On any given night, step outside into the night sky and watch the explosion of the higher education Supernova in slow motion.

The shards and fragments spewing into the atmosphere are the 26% of university graduates who can’t find work in the year following their studies and the one third of VET graduates who can’t find work in the area they’ve trained in.

The Foundation for Young Australians (FYA) has released How Young People are Faring 2013, the annual series that provides point-in-time and trend information on the education, employment and transitions of young Australians.

It’s tough even for educated kids to get onto that first rung, and it would appear that Tertiary institutions keep selling a dream that’s often far from reality.

Perhaps that exploding supernova will clear a way for a better perspective.

My point of view is this:  given that over half of what we learn we learn ‘on the job’, maybe it’s time for a more intertwined learning and working model.  Regardless of whether it’s tax audit, law, insurance or banking, science or engineering, there is huge scope to have yet –to-be-qualified, lower-paid bright young  things ‘learning by doing’ alongside experienced professionals.  And then, once they’ve found an appetite for a profession or an industry sector, they can feed that hunger through tertiary studies.

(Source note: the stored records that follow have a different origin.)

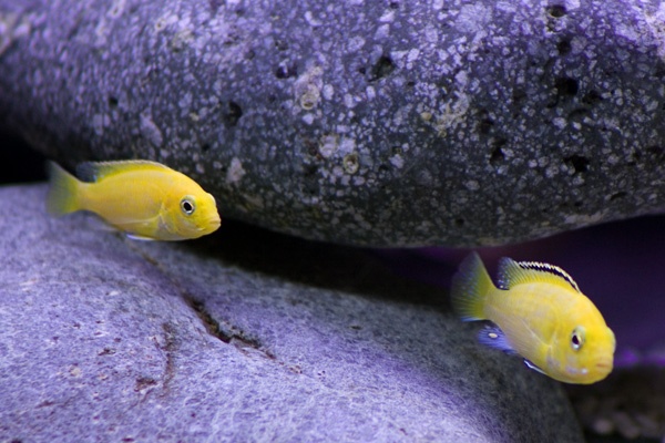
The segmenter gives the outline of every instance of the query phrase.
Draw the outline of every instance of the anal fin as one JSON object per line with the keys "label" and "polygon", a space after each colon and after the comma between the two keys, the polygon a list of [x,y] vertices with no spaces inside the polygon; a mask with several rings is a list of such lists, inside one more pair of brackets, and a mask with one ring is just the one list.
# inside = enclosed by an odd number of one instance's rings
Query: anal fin
{"label": "anal fin", "polygon": [[524,364],[526,364],[526,368],[533,369],[534,371],[540,372],[543,375],[546,375],[546,373],[542,369],[540,369],[539,367],[536,367],[535,364],[533,364],[531,361],[529,361],[526,359],[524,359]]}

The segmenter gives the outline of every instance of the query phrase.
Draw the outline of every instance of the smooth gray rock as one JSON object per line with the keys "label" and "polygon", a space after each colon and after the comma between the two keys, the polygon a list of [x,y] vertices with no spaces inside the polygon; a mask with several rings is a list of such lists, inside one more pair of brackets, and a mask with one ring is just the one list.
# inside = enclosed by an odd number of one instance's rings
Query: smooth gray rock
{"label": "smooth gray rock", "polygon": [[0,188],[0,441],[581,442],[561,387],[366,251],[137,243]]}
{"label": "smooth gray rock", "polygon": [[663,212],[658,4],[1,0],[0,122],[303,237],[531,239]]}

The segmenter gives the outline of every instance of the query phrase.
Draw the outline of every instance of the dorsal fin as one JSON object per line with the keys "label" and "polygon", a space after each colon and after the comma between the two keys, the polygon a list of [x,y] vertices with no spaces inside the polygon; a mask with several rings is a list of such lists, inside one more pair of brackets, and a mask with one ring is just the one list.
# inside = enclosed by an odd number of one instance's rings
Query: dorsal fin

Remember the many CEOs who started on the proverbial shop floor and went on to gain qualifications at night school.

Now with flexible study arrangements, this might be full-time, part-time or online.  We still seem to be feeding a message to school-leavers that University and further education is the Winning Ticket.   It may be for some, but it dilutes the ‘learning through work now -study later’ that also suits many bright young people.

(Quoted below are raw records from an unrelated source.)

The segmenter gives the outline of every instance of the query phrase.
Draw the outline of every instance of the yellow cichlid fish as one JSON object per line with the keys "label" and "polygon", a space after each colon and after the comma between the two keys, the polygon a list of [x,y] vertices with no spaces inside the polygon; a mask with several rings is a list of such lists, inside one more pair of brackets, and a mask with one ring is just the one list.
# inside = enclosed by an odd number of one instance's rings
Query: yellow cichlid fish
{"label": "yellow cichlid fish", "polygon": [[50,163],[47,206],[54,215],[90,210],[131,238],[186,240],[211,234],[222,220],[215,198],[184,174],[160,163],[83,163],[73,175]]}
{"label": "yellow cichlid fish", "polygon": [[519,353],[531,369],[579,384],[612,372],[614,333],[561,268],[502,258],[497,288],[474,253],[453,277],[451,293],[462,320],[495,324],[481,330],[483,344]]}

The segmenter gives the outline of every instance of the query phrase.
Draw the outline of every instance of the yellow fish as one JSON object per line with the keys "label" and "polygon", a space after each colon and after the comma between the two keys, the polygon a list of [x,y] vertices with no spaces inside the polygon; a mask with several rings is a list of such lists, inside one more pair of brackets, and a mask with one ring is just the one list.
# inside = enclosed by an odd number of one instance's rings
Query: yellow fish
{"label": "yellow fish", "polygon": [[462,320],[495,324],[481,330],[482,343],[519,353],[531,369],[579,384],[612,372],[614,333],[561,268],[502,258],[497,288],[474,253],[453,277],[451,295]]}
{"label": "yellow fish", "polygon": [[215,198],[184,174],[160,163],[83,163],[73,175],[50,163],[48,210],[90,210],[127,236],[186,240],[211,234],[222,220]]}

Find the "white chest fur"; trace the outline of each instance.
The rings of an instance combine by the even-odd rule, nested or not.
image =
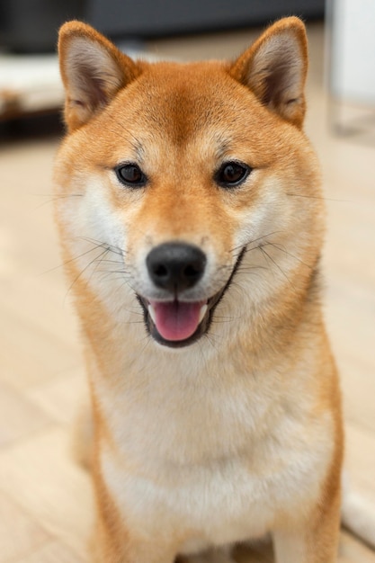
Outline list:
[[[100,384],[118,446],[103,444],[102,470],[119,509],[150,536],[177,526],[186,550],[259,537],[308,509],[332,455],[330,417],[307,424],[312,398],[291,401],[298,378],[286,392],[282,377],[207,362],[172,371],[162,354],[116,389]]]

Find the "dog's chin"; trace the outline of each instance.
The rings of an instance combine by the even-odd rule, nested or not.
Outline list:
[[[212,297],[195,302],[175,299],[153,301],[137,294],[142,309],[146,329],[163,346],[183,348],[204,336],[211,325],[215,309],[228,290],[238,269],[246,247],[238,255],[227,283]]]

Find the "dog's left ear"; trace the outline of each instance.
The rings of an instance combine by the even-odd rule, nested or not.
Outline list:
[[[307,71],[306,29],[299,18],[290,17],[269,27],[229,72],[272,112],[301,128]]]

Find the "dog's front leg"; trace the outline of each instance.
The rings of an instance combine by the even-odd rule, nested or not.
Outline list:
[[[276,563],[335,563],[339,529],[338,495],[309,518],[272,532]]]
[[[92,542],[93,563],[174,563],[175,551],[161,545],[157,538],[145,541],[136,535],[105,533],[97,531]]]

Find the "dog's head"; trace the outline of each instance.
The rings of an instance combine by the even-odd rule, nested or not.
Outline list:
[[[104,273],[103,300],[139,308],[173,347],[207,334],[235,281],[237,314],[285,285],[304,290],[322,224],[299,19],[232,63],[135,62],[77,22],[59,54],[58,216],[76,280]]]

Peter Thiel the US entrepreneur who actively sponsors young people out of education says that part of the reason people freak out about not going to University is that it’s seen as an insurance policy.  Thiel has argued that people put in the time and money not ‘to learn’ per se, but for the security that a better life and good job awaits. Increasingly, as costs have risen and the economy has faltered, the security of that has been called into question, and higher education has come under assault.

That’s my Point of View,  what’s yours?